The mural featured images in each letter of the phrase Black Lives Matter, including a depiction of Assata Shakur, a black woman who was convicted in 1977 for the murder of white New Jersey State Trooper. She later escaped from prison in 1979 and fled to Cuba. She died there in September 2025.
Six officers who were employed by the city at the time — Eric Figueroa, Michael Foley, Robert Parham, Julie Tannock, David Ferreira and Chris Moore — complained the mural resulted in discrimination, harassment and retaliation against non-African- American police officers.
Santa Clara County Superior Court Judge Evette Pennypacker dismissed their lawsuit in July 2024, saying the mural wasn’t directed at the police officers and didn’t interfere with their work. The officers appealed in November 2024.
In court on March 5, Judge Mary Greenwood asked Richard Kellner, an attorney representing the six officers, if he believed someone who is not one of the officers could view the mural without seeing racist undertones towards those who are white or non African-American.
Kellner said the six officers have a “unique” background that the city knows about and when the officers said the mural was offensive to them on the basis of race, the city still kept the mural up.
But Rahi Azizi, an attorney representing Palo Alto, said the peaceful meaning of the mural was “plain and simple.” Azizi also claims that the officers assumed the illustration, which is of an African American woman in afro hairstyle, was Shakur but had no evidence.
Azizi said nothing in the mural evidences racial incidence or racism.
“It’s a statement of antiracism,” he said.

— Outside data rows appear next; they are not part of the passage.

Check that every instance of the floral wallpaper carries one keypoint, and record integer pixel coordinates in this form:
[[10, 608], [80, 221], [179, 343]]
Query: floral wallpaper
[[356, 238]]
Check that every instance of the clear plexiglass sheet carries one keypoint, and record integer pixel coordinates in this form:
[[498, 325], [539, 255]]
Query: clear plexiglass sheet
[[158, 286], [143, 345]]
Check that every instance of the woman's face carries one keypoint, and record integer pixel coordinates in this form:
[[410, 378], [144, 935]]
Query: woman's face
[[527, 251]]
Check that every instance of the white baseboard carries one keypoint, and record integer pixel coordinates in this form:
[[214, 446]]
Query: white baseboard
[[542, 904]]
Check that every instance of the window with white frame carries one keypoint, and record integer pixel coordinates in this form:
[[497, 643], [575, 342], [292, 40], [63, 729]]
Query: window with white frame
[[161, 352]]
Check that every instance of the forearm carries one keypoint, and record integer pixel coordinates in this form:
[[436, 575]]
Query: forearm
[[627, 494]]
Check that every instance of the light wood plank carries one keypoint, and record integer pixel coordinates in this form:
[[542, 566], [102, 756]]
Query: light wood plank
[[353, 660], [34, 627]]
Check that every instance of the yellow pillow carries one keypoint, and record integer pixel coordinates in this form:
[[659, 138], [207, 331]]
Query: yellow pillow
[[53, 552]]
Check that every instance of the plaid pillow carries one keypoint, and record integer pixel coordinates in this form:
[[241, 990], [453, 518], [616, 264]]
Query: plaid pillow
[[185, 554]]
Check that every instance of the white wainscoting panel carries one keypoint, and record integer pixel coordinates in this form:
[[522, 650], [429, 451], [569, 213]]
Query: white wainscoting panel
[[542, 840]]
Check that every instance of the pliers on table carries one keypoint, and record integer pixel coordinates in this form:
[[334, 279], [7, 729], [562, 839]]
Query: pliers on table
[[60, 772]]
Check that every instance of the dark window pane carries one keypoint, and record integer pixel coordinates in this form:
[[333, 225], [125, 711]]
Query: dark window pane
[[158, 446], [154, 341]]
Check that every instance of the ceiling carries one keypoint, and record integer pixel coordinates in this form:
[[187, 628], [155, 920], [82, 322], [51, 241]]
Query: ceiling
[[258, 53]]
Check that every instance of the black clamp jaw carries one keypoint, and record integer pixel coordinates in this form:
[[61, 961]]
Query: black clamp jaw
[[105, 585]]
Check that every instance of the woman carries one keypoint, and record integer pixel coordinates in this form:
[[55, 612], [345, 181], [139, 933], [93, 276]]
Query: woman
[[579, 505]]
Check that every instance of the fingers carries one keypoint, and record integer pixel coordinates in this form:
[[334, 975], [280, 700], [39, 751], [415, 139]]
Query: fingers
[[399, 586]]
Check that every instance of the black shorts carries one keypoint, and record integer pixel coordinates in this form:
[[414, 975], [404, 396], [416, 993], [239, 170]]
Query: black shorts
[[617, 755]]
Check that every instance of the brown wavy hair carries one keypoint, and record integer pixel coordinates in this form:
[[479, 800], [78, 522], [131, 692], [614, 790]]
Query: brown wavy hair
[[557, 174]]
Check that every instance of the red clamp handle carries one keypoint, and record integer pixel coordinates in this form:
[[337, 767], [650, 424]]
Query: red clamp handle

In 2021 court documents, Palo Alto Public Art Director Elise DeMarzo said she didn’t know who Assata Shakur was when she approved the controversial figure’s inclusion in the mural. The proposed sketch, which was created by Oakland-based artist Cece Carpio, included a depiction of a woman with an afro hairstyle, and the words, “We must love each other and support each other.”
The mural was removed by Palo Alto in November 2020, and the city has spent more than $300,000 defending itself against the suit. No word on when the appeals court will make its ruling.
The city opted to fund a residency program that pays local artists to create public art focused on social justice and equity.

And a mural celebrating a convicted cop killer promotes peace, how?
The mural shouldn’t have been allowed in the first place. There’s nothing about a convicted cop killer that promotes “peace.” I hope these officers prevail.
I hope more people watch the you tube show “The Fall of Minneapolis”. It was a wake up call for me.
Justice is an abstraction that means different things to different people.